Implementasi sanksi adat di Bali pada umumnya disertai dengan upacara pelukatan dan pembersihan yang disebut dengan pamarisudhan atau Maprayascitta.
Upacara Pamarisudhan atau Maprayascitta merupakan bentuk upacara ruwatan adat di Bali yang memiliki fungsi untuk menetralisir atau membersihkan masyarakat dan wilayah tempat terjadinya suatu peristiwa atau pelangaran adat.
Sanksi adat ini bukan merupakan suatu penyiksaan atau derita, namun tujuannya sebagai penetralisir kembalinya kehidupan masyarakat yang seimbang.
Dan adapun sanksi adat dalam hukum adat Bali disebutkan dapat digolongkan menjadi 3 (tiga) yang dikenal dengan Tri Danda yakni :
- Artha Danda yaitu golongan sanksi adat dalam bentuk materi yaitu dengan cara membayar uang atau penggantian harta benda (benda-benda materii l).
- Sangaskara Danda yaitu sanksi berupa pelaksanaan upacara tertentu untuk mengembalikan keseimbangan magis dan dilakukan sesuai dengan ajaran agama Hindu).
- Jiwa Danda yaitu golongan sanksi berupa penderitaan jasmani dan atau rohani/jiwa. Seperti Mengaksama, mapilaku, lumaku, mengolas-olas, nyuaka (minta maaf).

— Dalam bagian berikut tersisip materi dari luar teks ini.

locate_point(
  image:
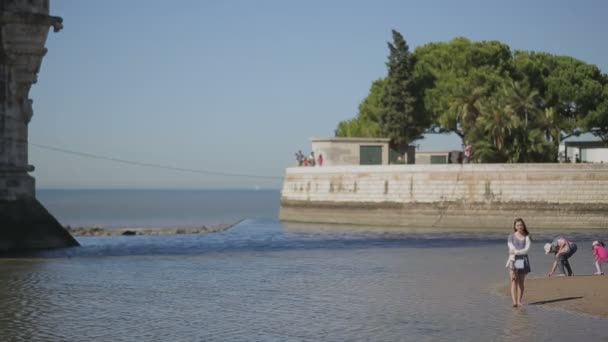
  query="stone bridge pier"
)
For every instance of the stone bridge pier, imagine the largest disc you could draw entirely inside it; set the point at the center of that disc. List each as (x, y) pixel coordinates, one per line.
(24, 223)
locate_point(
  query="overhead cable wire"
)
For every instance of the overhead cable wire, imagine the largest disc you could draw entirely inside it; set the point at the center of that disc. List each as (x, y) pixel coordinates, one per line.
(152, 165)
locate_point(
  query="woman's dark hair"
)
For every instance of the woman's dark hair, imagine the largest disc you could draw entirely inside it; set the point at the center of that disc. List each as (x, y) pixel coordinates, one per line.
(526, 233)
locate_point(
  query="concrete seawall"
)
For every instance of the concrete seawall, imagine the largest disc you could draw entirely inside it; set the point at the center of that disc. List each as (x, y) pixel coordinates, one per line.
(449, 196)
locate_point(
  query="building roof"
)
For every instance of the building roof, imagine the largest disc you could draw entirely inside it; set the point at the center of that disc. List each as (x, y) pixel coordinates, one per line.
(352, 140)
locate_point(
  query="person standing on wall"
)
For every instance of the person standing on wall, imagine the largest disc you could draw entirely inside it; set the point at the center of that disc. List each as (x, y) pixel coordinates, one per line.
(518, 262)
(563, 250)
(468, 151)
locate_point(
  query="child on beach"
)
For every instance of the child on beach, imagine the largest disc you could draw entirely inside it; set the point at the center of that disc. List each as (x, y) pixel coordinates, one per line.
(601, 255)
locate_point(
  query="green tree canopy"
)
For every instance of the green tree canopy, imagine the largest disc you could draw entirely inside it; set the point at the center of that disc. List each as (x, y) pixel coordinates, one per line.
(511, 106)
(399, 116)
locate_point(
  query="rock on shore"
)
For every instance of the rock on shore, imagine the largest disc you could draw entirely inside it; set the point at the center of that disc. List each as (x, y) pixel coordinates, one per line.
(101, 231)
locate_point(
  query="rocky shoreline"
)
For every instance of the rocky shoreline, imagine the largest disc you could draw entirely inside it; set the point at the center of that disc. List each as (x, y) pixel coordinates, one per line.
(102, 231)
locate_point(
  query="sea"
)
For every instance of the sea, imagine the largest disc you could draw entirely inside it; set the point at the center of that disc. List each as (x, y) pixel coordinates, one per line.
(267, 280)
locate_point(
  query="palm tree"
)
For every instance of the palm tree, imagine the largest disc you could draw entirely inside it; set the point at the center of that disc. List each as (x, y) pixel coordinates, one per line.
(463, 110)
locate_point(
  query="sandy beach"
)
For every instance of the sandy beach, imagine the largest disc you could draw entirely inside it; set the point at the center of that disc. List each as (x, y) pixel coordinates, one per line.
(586, 293)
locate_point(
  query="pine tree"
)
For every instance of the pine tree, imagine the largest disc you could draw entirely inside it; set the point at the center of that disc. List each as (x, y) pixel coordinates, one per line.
(397, 117)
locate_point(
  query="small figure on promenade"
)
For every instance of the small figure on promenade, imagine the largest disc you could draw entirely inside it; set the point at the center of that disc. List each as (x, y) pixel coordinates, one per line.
(468, 151)
(563, 250)
(601, 255)
(299, 157)
(311, 159)
(518, 262)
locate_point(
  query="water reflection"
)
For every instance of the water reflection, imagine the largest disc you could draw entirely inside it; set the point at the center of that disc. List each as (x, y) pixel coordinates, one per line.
(265, 281)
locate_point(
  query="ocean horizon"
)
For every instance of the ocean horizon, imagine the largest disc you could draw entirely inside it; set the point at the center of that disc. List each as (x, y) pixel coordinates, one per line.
(158, 208)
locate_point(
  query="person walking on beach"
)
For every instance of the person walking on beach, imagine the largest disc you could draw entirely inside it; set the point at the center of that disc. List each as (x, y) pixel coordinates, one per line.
(563, 249)
(601, 255)
(518, 262)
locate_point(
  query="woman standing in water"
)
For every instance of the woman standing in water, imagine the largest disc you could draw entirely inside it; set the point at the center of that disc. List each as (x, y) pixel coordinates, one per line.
(518, 262)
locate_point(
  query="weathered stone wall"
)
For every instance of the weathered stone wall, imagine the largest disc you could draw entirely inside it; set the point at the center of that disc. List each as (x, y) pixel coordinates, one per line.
(459, 196)
(24, 222)
(24, 26)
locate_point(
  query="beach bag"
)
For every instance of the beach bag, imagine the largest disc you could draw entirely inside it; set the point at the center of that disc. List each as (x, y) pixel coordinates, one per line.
(519, 263)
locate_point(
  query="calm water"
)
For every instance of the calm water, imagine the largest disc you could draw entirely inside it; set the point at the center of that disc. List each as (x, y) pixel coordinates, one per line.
(158, 208)
(267, 281)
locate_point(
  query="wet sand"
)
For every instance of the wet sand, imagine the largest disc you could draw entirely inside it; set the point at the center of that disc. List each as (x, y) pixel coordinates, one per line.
(586, 293)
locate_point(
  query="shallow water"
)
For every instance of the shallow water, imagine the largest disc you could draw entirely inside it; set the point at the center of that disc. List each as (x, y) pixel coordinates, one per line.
(267, 281)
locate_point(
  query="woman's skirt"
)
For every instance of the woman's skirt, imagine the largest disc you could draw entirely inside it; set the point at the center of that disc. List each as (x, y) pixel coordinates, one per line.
(521, 265)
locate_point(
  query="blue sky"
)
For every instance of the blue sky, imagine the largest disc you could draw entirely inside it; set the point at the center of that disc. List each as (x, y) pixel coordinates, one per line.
(239, 86)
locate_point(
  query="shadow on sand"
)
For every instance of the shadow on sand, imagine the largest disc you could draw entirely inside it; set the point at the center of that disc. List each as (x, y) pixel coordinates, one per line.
(541, 302)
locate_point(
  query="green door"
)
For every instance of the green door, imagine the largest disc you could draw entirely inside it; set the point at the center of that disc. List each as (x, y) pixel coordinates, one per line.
(439, 159)
(370, 155)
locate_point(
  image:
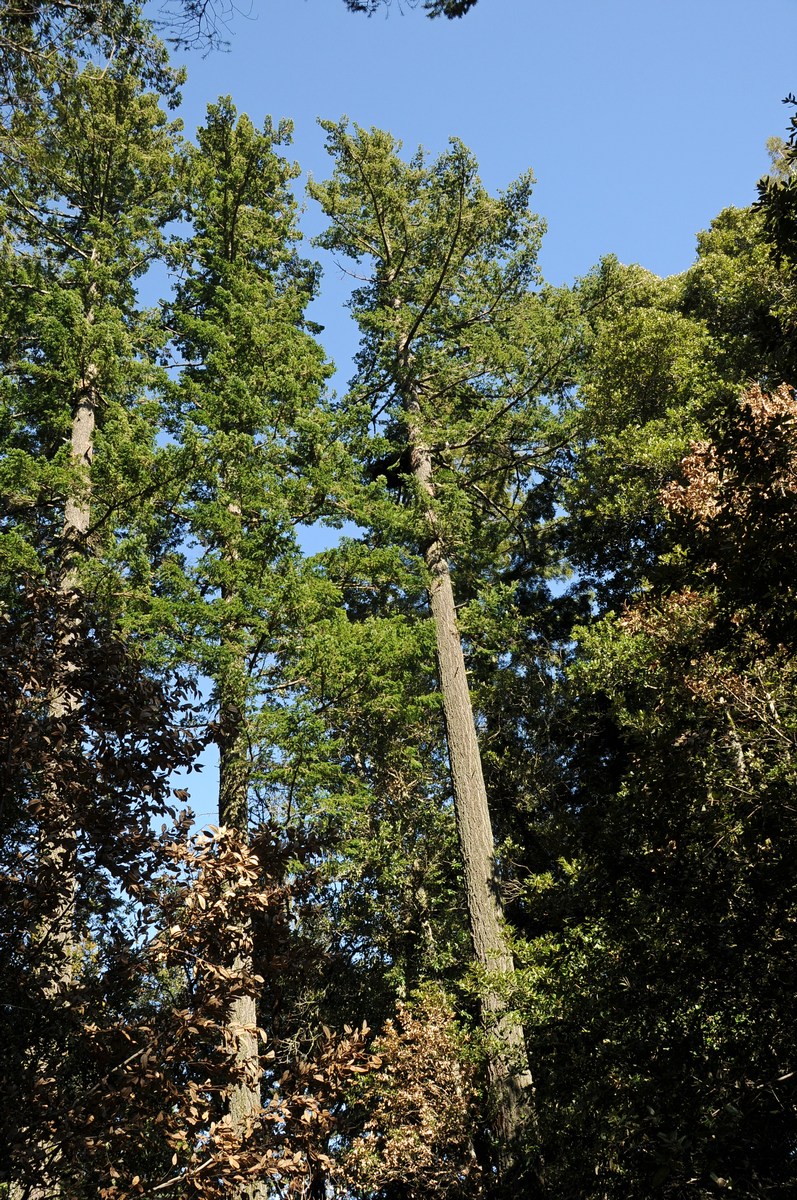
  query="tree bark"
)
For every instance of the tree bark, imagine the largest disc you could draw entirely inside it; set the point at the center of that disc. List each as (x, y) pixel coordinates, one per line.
(510, 1079)
(58, 846)
(244, 1098)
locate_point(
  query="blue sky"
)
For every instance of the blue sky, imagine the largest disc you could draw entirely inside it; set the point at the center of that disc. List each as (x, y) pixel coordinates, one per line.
(641, 119)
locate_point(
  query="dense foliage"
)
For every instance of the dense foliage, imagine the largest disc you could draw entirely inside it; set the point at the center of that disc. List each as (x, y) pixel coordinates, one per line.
(501, 899)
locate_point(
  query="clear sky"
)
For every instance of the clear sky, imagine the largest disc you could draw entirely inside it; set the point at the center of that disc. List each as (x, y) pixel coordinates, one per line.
(641, 119)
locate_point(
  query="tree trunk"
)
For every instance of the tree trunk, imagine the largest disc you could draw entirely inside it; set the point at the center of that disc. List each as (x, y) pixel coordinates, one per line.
(58, 845)
(244, 1098)
(508, 1063)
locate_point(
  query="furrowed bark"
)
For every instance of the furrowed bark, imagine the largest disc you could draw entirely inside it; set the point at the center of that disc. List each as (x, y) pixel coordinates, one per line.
(510, 1079)
(58, 846)
(244, 1098)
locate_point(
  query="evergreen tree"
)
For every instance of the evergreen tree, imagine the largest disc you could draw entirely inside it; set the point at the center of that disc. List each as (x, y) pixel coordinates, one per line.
(455, 352)
(241, 409)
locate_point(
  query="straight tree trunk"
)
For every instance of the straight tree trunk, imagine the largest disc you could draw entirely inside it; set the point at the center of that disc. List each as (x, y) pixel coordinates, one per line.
(244, 1098)
(508, 1063)
(58, 849)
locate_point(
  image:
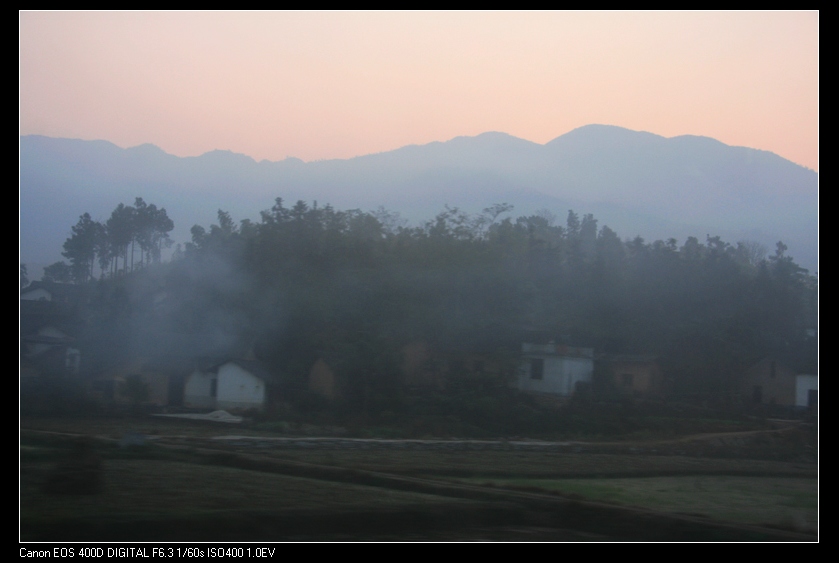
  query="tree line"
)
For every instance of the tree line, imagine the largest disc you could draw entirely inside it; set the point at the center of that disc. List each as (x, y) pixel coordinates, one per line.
(354, 288)
(136, 233)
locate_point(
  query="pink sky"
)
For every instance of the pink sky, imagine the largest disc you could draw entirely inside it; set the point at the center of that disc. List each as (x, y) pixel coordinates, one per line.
(319, 85)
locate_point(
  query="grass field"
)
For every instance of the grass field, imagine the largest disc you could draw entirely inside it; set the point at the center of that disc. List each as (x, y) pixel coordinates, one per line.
(787, 503)
(175, 487)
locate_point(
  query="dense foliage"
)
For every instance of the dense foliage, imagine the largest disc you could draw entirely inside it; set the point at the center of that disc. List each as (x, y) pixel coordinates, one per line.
(354, 288)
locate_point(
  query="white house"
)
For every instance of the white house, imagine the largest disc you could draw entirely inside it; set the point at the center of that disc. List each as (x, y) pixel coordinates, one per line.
(806, 391)
(231, 384)
(553, 368)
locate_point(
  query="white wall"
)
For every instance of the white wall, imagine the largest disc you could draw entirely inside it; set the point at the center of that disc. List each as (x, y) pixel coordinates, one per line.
(238, 387)
(197, 389)
(560, 375)
(803, 385)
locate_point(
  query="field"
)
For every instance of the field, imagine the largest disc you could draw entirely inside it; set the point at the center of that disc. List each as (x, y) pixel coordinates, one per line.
(152, 479)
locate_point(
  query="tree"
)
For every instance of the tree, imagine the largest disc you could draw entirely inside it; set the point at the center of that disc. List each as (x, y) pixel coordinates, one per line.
(81, 247)
(120, 229)
(59, 272)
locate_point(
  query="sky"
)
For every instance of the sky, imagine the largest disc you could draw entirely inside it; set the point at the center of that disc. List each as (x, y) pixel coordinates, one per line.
(324, 85)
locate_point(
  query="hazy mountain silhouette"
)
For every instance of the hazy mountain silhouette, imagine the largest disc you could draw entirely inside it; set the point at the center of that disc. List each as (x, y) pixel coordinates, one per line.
(637, 183)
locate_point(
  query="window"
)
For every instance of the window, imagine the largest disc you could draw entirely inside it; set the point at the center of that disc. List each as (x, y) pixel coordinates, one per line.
(537, 368)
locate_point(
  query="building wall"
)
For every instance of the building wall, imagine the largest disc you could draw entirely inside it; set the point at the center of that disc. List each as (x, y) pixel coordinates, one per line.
(769, 382)
(803, 385)
(322, 380)
(38, 294)
(636, 378)
(238, 388)
(198, 388)
(560, 374)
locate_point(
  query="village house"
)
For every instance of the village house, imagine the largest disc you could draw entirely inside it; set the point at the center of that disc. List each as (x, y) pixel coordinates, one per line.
(770, 382)
(555, 369)
(227, 384)
(632, 375)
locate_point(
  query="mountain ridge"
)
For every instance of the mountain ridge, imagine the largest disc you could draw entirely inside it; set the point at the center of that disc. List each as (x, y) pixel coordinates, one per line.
(696, 182)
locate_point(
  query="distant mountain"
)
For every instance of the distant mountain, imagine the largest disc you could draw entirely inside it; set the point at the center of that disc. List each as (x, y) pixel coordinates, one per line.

Demikian dikutip dalam salah satu jurnal magister udayana terkait hakikat sanksi adat.
Sehingga dengan adanya ketaatan terhadap aturan tersebut, diharapkan masyarakat adat di Bali tumbuh dan berkembang disertai dengan ajaran agama dan budaya yang melekat dalam setiap kehidupannya dalam mengatur kehidupan masyarakat adatnya yang diperlukan aturan-aturan yang bersumber dari nilai-nilai religius (keagamaan) yang tersusun dalam suatu aturan hukum yang disebut hukum adat.
Hal ini disebabkan karena antara agama dan hukum adat adalah merupakan rangkaian yang saling berkaitan dan tidak terpisahkan satu dengan lainnya untuk mewujudkan kehidupan yang harmonis di masyarakat.